A Borel $\sigma$-field is the smallest $\sigma$ field that contains $\{(-\infty,x]\,: x \in \mathbb{R}\}$
Is this definition complete? I have been trying to use unions, intersections and complements of such sets to prove that open sets (say, $(a,b)$) belong to the Borel $\sigma$-field, but I have been unable to do so. I don't understand how to prove open intervals belong in the field. I have only been able to prove that $(a,b]$ belong in the field. I did this by observing that $(-\infty,a]$ belongs, so its complement, i.e. $(a, \infty)$ belongs. So intersection of $(a,\infty)$ and $(-\infty, b]$, i.e. $(a, b]$ belongs. But I am stuck here.
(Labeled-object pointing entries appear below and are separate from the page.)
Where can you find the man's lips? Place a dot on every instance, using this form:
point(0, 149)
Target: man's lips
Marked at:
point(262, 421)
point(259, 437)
Is the definition complete? Or do we need to assume that intervals of type $[x, \infty)$ also belong? If the definition is complete, how do we prove that the Borel $\sigma$-field includes open intervals?
Let $\newcommand{\cf}{\mathcal{P}}\cf$ be the sigma-field of Borel sets. You can prove $(-\infty,b)\in\cf$ by observing $(-\infty,b)=\bigcup_{n=1}^\infty(-\infty,b-1/n]$. You know $(a,\infty)\in\cf$, so $(a,b)=(a,\infty) \cap(-\infty,b)\in\cf$ etc.